InvalidArgumentError (see above for traceback): No OpKernel was registered to support Op 'Correlation' with these attrs. Registered devices: [CPU], Registered kernels: device='GPU'

 [[Node: FlowNet2/FlowNetCSS/FlowNetCS/FlowNetC/Correlation = Correlation[kernel_size=1, max_displacement=20, pad=20, stride_1=1, stride_2=2](FlowNet2/FlowNetCSS/FlowNetCS/FlowNetC/conv3/lrelu/add, FlowNet2/FlowNetCSS/FlowNetCS/FlowNetC/conv3_1/lrelu/add)]]

During handling of the above exception, another exception occurred:

Traceback (most recent call last): File "/home/lab226/anaconda3/envs/tf/lib/python3.6/runpy.py", line 193, in _run_module_as_main "main", mod_spec) File "/home/lab226/anaconda3/envs/tf/lib/python3.6/runpy.py", line 85, in _run_code exec(code, run_globals) File "/home/lab226/Downloads/flownet2-tf-master/src/flownet2/test.py", line 51, in main() File "/home/lab226/Downloads/flownet2-tf-master/src/flownet2/test.py", line 18, in main out_path=FLAGS.out, File "/home/lab226/Downloads/flownet2-tf-master/src/net.py", line 68, in test saver.restore(sess, checkpoint) File "/home/lab226/anaconda3/envs/tf/lib/python3.6/site-packages/tensorflow/python/training/saver.py", line 1759, in restore err, "a mismatch between the current graph and the graph") tensorflow.python.framework.errors_impl.InvalidArgumentError: Restoring from checkpoint failed. This is most likely due to a mismatch between the current graph and the graph from the checkpoint. Please ensure that you have not altered the graph expected based on the checkpoint. Original error:

No OpKernel was registered to support Op 'Correlation' with these attrs. Registered devices: [CPU], Registered kernels: device='GPU'

 [[Node: FlowNet2/FlowNetCSS/FlowNetCS/FlowNetC/Correlation = Correlation[kernel_size=1, max_displacement=20, pad=20, stride_1=1, stride_2=2](FlowNet2/FlowNetCSS/FlowNetCS/FlowNetC/conv3/lrelu/add, FlowNet2/FlowNetCSS/FlowNetCS/FlowNetC/conv3_1/lrelu/add)]]

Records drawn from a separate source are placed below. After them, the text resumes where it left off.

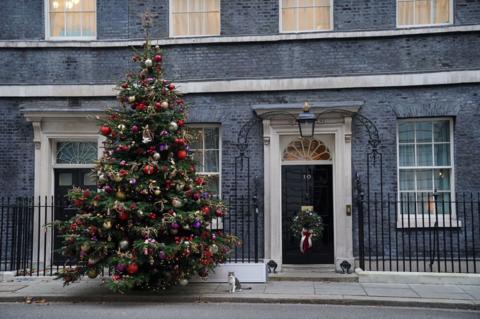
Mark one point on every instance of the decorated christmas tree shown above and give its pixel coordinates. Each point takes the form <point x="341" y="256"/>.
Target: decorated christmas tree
<point x="150" y="220"/>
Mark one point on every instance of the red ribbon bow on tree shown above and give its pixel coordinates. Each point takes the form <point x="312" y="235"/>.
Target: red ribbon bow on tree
<point x="306" y="241"/>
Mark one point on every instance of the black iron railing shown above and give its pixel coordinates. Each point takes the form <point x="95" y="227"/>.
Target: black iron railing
<point x="30" y="248"/>
<point x="419" y="232"/>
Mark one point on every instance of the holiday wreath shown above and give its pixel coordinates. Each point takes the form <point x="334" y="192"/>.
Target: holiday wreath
<point x="307" y="226"/>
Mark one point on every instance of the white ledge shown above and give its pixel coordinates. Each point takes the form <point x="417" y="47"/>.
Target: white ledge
<point x="238" y="39"/>
<point x="257" y="85"/>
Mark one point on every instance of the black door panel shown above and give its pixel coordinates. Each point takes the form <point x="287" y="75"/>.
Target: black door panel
<point x="307" y="185"/>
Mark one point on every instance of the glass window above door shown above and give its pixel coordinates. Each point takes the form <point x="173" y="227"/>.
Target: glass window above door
<point x="76" y="152"/>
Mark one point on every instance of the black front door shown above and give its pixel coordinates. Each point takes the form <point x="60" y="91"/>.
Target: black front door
<point x="307" y="185"/>
<point x="65" y="180"/>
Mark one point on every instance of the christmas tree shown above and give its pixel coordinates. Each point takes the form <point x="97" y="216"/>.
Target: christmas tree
<point x="150" y="220"/>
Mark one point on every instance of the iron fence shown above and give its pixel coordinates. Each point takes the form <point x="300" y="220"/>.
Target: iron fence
<point x="30" y="248"/>
<point x="425" y="232"/>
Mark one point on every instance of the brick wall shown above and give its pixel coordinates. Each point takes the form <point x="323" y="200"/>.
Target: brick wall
<point x="120" y="19"/>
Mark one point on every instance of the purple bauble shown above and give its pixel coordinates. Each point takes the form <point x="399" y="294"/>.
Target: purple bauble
<point x="197" y="224"/>
<point x="162" y="147"/>
<point x="121" y="268"/>
<point x="161" y="255"/>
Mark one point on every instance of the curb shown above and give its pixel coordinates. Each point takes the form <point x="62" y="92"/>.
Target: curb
<point x="355" y="301"/>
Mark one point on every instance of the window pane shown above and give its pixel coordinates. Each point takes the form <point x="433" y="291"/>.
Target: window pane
<point x="76" y="152"/>
<point x="74" y="28"/>
<point x="65" y="179"/>
<point x="180" y="24"/>
<point x="305" y="19"/>
<point x="179" y="6"/>
<point x="57" y="5"/>
<point x="424" y="180"/>
<point x="405" y="12"/>
<point x="198" y="158"/>
<point x="406" y="132"/>
<point x="407" y="180"/>
<point x="88" y="24"/>
<point x="289" y="20"/>
<point x="322" y="18"/>
<point x="213" y="185"/>
<point x="57" y="24"/>
<point x="442" y="179"/>
<point x="407" y="155"/>
<point x="424" y="155"/>
<point x="88" y="5"/>
<point x="211" y="161"/>
<point x="423" y="12"/>
<point x="195" y="26"/>
<point x="423" y="131"/>
<point x="442" y="154"/>
<point x="213" y="23"/>
<point x="441" y="131"/>
<point x="211" y="138"/>
<point x="442" y="11"/>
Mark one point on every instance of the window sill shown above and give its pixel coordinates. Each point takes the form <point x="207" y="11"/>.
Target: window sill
<point x="425" y="222"/>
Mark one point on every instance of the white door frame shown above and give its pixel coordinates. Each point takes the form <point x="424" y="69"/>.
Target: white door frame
<point x="340" y="128"/>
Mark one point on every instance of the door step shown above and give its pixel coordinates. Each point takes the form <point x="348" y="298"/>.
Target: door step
<point x="325" y="273"/>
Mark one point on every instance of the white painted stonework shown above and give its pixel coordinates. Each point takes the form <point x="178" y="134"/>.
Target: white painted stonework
<point x="245" y="272"/>
<point x="335" y="132"/>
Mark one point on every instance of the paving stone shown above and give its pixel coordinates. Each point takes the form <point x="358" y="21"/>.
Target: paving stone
<point x="390" y="292"/>
<point x="473" y="291"/>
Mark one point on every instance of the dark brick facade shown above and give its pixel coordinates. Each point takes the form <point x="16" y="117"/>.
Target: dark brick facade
<point x="119" y="19"/>
<point x="454" y="51"/>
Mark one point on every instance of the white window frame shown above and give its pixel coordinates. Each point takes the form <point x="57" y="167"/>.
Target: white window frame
<point x="416" y="220"/>
<point x="220" y="151"/>
<point x="170" y="24"/>
<point x="48" y="35"/>
<point x="406" y="26"/>
<point x="280" y="20"/>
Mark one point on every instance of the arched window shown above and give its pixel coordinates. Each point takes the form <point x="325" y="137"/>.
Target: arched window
<point x="306" y="149"/>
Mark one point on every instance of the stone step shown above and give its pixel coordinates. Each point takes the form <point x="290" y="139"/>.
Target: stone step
<point x="323" y="268"/>
<point x="313" y="276"/>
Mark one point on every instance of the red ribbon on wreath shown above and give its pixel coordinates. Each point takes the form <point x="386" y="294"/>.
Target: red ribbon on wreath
<point x="306" y="241"/>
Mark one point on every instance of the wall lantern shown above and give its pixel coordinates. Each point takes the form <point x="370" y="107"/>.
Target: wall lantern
<point x="306" y="121"/>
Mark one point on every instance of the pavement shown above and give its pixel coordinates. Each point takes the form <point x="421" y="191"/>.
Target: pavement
<point x="46" y="289"/>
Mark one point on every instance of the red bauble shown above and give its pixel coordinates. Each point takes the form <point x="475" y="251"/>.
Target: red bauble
<point x="182" y="154"/>
<point x="123" y="216"/>
<point x="148" y="169"/>
<point x="199" y="181"/>
<point x="105" y="130"/>
<point x="205" y="210"/>
<point x="132" y="268"/>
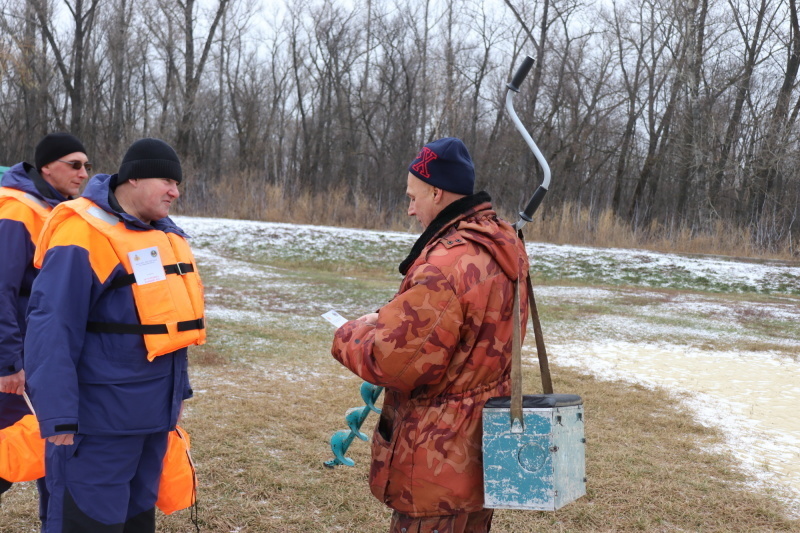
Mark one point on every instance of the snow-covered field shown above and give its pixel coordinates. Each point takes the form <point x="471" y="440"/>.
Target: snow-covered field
<point x="721" y="334"/>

Env : cuda 9.0 cudnn9.0 tensorflow 1.10.0 Ubuntu 16.04 Still can't run out the result...Can there any help? Thank you very much..

Iamanorange commented 5 years ago

@mengyaaa Should run Flownet2 on GPU only.

aminzabardast commented 5 years ago

@shoutashi @alisaaalehi @dehaisea For error "correlation.so: undefined symbol:_ZTIN10tensorflow8OpKernelE": Modify Makefile: TF_LIB = python -c "import tensorflow; print(tensorflow.sysconfig.get_lib())" CGPUFLAGS = -L$(CUDA_HOME)/lib -L$(CUDA_HOME)/lib64 -lcudart -L$(TF_LIB) -ltensorflow_framework

If tensorflow.sysconfig.get_lib() cannot get correct dir, manually link: CGPUFLAGS = -L$(CUDA_HOME)/lib -L$(CUDA_HOME)/lib64 -lcudart -L /home//.local/lib/python2.7/site-packages/tensorflow -ltensorflow_framework`

Env: cuda 9.2 cudnn 7.1 tensorflow 1.9.0 Ubuntu 16.04

For more information:

41

tensorflow/tensorflow#13607

Here is my Makefile. I made some other changes to make it successfully. Makefile.txt

Thank you! This solved my compiling issue on Tensorflow 1.10.0 with CUDA 9.0.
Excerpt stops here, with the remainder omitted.